ステランティスの前身である仏PSAは、2019年の時点で、フランスの乗用車市場において32.5%のシェアを得ていた(オペル含む)。しかし、2024年には、ステランティス発足により加わったブランド(フィアット、アルファロメオ、ジープ)を加えても、仏市場シェアは28.5%まで後退している。先に解任されたタバレスCEOの下では、価格引き上げと高級化の戦略が進められたが、これが一部裏目に出ている。ステランティス・フランスの広報担当は、2019年と現時点の中間のポジショニングを志向しつつ、適正水準へのシェア回復を図ってゆく方針を示した。

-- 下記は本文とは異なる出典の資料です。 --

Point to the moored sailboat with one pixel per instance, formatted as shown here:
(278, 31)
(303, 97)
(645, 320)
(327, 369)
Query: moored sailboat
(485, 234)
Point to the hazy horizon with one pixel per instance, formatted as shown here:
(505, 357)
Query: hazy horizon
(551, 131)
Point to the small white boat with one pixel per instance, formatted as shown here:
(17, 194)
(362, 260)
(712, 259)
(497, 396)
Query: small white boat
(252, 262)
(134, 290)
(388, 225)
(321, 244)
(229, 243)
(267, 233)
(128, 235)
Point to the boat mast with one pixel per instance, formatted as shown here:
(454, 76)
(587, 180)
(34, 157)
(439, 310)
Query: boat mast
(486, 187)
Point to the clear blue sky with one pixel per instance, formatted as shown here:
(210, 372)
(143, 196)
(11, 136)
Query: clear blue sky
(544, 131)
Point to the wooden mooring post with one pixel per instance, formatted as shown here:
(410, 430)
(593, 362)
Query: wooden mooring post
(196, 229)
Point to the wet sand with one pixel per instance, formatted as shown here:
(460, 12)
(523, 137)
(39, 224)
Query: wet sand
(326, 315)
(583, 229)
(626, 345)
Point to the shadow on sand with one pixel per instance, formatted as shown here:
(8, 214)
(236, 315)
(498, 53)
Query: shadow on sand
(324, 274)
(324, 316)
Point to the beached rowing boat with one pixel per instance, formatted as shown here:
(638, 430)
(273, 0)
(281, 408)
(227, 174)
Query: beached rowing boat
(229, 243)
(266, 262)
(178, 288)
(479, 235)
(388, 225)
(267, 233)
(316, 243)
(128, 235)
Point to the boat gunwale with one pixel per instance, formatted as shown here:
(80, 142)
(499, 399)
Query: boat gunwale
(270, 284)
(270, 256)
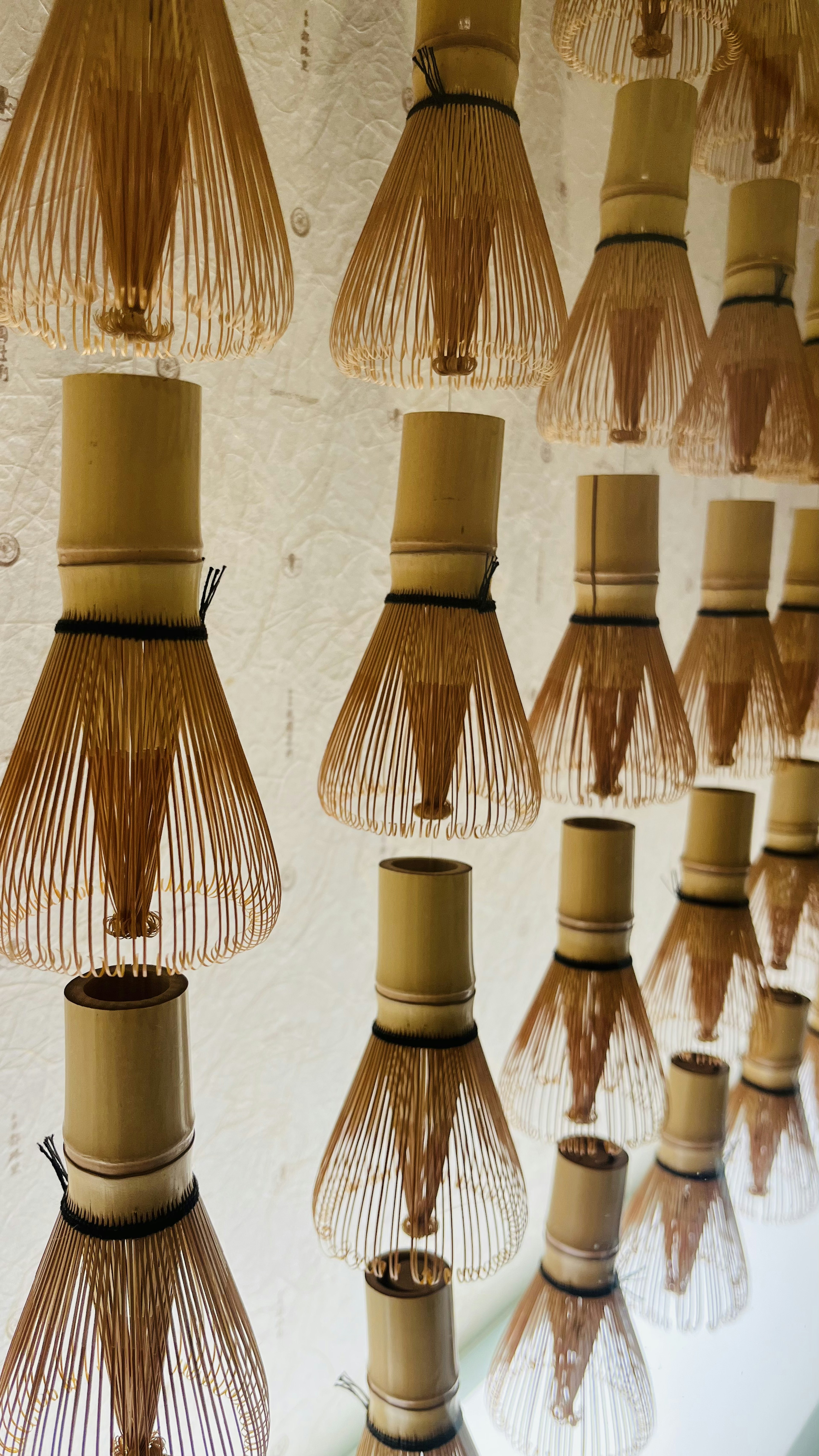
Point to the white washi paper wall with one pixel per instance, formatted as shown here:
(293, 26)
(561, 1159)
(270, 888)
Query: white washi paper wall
(299, 469)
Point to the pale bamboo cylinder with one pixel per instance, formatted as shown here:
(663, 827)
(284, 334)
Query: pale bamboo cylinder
(812, 314)
(595, 895)
(130, 536)
(413, 1359)
(761, 242)
(736, 561)
(646, 183)
(129, 1123)
(793, 809)
(617, 557)
(425, 975)
(777, 1042)
(801, 587)
(585, 1212)
(716, 857)
(477, 46)
(694, 1131)
(445, 526)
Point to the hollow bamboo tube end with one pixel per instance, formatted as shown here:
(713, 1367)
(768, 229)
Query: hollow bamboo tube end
(802, 574)
(617, 545)
(646, 183)
(425, 956)
(130, 471)
(413, 1360)
(694, 1131)
(129, 1106)
(716, 855)
(793, 809)
(585, 1212)
(763, 234)
(736, 561)
(777, 1040)
(595, 893)
(812, 314)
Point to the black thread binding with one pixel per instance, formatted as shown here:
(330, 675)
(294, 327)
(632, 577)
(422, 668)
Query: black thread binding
(584, 1293)
(425, 59)
(139, 1228)
(675, 1173)
(406, 1039)
(734, 612)
(624, 964)
(579, 619)
(412, 1443)
(642, 238)
(712, 905)
(148, 631)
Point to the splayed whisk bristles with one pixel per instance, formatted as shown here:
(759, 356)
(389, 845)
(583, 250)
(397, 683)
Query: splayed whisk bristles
(704, 985)
(635, 341)
(569, 1375)
(585, 1061)
(732, 688)
(751, 405)
(785, 903)
(135, 1347)
(770, 1161)
(432, 733)
(757, 113)
(422, 1158)
(132, 832)
(454, 276)
(681, 1259)
(138, 207)
(624, 40)
(608, 721)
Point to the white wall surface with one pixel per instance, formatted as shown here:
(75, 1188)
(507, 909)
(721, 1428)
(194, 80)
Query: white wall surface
(299, 471)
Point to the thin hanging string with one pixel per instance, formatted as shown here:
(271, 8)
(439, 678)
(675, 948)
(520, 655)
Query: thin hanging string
(347, 1384)
(49, 1149)
(215, 576)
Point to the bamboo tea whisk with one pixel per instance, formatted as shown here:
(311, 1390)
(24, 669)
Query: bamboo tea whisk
(608, 721)
(770, 1161)
(433, 735)
(636, 334)
(785, 880)
(412, 1368)
(133, 1339)
(569, 1375)
(422, 1160)
(681, 1259)
(585, 1056)
(796, 625)
(731, 678)
(706, 980)
(132, 832)
(454, 276)
(751, 407)
(138, 207)
(757, 116)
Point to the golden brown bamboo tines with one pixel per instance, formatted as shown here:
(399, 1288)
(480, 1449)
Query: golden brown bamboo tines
(608, 721)
(757, 114)
(138, 206)
(729, 676)
(585, 1058)
(132, 832)
(422, 1160)
(623, 40)
(454, 276)
(636, 332)
(569, 1375)
(432, 736)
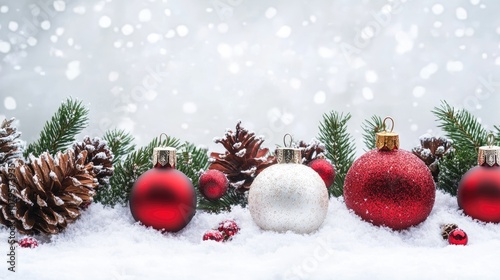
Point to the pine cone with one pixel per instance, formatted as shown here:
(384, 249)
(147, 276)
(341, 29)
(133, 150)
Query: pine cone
(243, 159)
(431, 150)
(47, 193)
(10, 145)
(99, 154)
(315, 149)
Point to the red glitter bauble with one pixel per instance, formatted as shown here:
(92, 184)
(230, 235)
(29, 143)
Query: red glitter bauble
(390, 188)
(458, 237)
(479, 193)
(28, 242)
(214, 235)
(163, 198)
(229, 228)
(213, 184)
(325, 170)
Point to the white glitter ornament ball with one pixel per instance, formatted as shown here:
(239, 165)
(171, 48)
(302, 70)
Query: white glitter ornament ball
(288, 197)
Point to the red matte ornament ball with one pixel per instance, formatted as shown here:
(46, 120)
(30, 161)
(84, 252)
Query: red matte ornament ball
(390, 188)
(163, 198)
(214, 235)
(324, 169)
(458, 237)
(213, 184)
(479, 193)
(28, 242)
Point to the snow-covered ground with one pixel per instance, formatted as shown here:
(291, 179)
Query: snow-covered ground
(107, 244)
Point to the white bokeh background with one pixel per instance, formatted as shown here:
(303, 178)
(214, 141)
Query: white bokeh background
(194, 68)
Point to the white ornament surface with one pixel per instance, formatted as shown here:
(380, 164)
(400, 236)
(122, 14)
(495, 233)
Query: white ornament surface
(287, 197)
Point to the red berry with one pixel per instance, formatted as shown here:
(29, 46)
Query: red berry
(28, 242)
(213, 235)
(458, 237)
(229, 228)
(324, 169)
(213, 184)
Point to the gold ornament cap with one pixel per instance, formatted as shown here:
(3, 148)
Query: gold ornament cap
(387, 140)
(288, 154)
(164, 156)
(490, 154)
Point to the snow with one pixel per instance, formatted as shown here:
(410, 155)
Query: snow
(106, 243)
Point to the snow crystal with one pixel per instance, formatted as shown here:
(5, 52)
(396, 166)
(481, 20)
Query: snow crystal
(241, 153)
(9, 103)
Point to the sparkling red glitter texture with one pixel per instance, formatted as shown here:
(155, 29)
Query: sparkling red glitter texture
(479, 193)
(390, 188)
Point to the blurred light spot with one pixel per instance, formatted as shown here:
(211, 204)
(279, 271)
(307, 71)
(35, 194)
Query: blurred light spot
(127, 29)
(182, 30)
(144, 15)
(418, 91)
(113, 76)
(225, 50)
(73, 70)
(371, 76)
(284, 32)
(104, 22)
(320, 97)
(189, 108)
(428, 70)
(9, 103)
(367, 93)
(4, 47)
(59, 5)
(461, 13)
(271, 12)
(437, 9)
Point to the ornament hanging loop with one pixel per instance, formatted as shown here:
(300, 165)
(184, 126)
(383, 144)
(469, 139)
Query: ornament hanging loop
(166, 137)
(289, 143)
(392, 123)
(490, 140)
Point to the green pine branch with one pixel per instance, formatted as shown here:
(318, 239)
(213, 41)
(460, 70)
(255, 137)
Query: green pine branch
(120, 143)
(467, 135)
(129, 170)
(370, 129)
(460, 126)
(60, 132)
(339, 145)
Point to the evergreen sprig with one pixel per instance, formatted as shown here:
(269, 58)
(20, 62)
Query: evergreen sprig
(467, 135)
(340, 147)
(60, 132)
(370, 129)
(128, 171)
(120, 143)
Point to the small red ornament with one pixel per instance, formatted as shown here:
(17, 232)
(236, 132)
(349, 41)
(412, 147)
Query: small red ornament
(229, 228)
(213, 184)
(28, 242)
(214, 235)
(458, 237)
(479, 190)
(325, 170)
(388, 186)
(163, 197)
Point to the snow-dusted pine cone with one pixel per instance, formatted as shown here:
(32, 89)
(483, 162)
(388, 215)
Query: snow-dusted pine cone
(243, 159)
(432, 149)
(10, 144)
(99, 154)
(46, 194)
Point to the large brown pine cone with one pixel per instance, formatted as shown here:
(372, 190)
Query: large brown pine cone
(10, 144)
(99, 154)
(243, 159)
(45, 195)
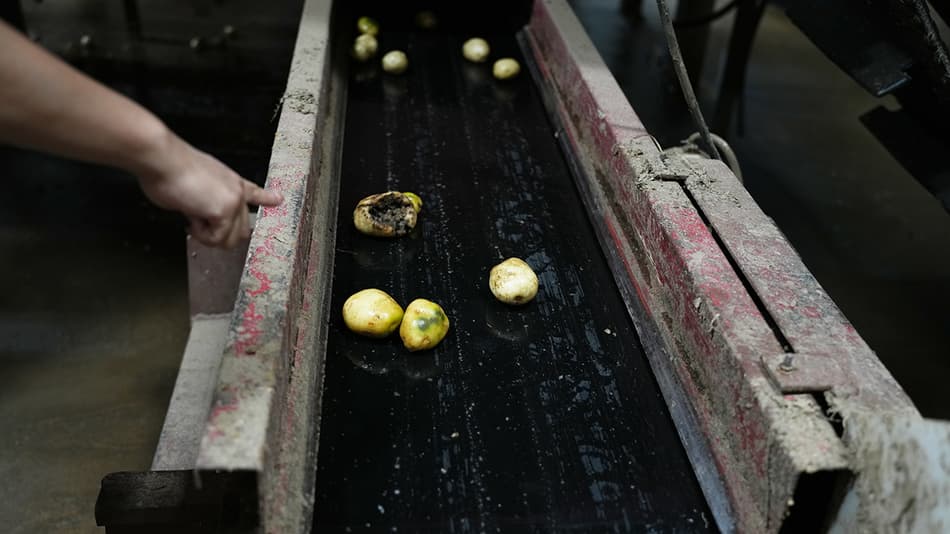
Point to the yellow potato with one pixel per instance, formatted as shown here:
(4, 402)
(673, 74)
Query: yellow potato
(365, 47)
(423, 326)
(506, 68)
(395, 62)
(513, 282)
(476, 50)
(372, 313)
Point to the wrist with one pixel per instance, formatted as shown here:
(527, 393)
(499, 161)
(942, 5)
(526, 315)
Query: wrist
(155, 151)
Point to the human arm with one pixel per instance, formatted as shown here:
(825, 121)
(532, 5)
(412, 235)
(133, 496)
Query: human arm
(47, 105)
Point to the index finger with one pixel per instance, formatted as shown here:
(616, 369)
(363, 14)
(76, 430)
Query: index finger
(258, 196)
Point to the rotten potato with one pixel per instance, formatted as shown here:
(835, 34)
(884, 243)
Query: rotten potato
(513, 281)
(395, 62)
(389, 214)
(423, 325)
(506, 68)
(367, 25)
(416, 201)
(365, 47)
(476, 50)
(372, 313)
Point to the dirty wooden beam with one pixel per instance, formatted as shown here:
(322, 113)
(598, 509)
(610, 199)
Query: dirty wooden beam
(263, 418)
(706, 331)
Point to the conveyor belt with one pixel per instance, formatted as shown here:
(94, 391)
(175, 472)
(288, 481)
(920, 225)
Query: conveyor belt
(540, 418)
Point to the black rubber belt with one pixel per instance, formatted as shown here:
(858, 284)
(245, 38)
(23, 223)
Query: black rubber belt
(539, 418)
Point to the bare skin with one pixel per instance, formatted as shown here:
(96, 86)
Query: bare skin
(47, 105)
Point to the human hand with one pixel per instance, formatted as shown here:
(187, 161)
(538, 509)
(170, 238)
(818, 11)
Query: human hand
(212, 196)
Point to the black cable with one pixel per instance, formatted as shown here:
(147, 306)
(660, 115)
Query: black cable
(706, 19)
(683, 77)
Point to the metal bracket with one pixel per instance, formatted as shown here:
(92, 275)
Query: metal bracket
(805, 373)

同社は今年には7モデルを投入し、これがシェア回復の推進力になると期待している。SUVのプジョー3008(欧州で12万台の予約を現時点で確保、うち22%がEV)、シトロエンC3に続いて、オペルの2モデル(CセグメントSUVのグランドランド、コンパクトSUVのフロンテラ)、フィアットのグランドパンダ、DSの高級EVセダンN.8(800kmの航続距離を達成)が巻き返しの尖兵となる。営業面では、悪化していたディーラー網との関係回復に努め、販促に協力し、新車販売時のディーラーの収入を高める工夫を通じて、販売を後押しする。欧州連合(EU)の二酸化炭素排出新規制への適合化に向けてEV販売を拡大するのも課題で、年頭にはプジョーe-208では価格を6000ユーロ引き下げた。2万5000ユーロ未満(さらには2万ユーロ未満)のEVが主戦場になり、ステランティスはこのクラスで3モデル(シトロエンe-C3、オペル・フロンテラ、フィアット・グランドパンダ)により攻勢をかける。中国提携先のLeapmotorのT03にも期待する。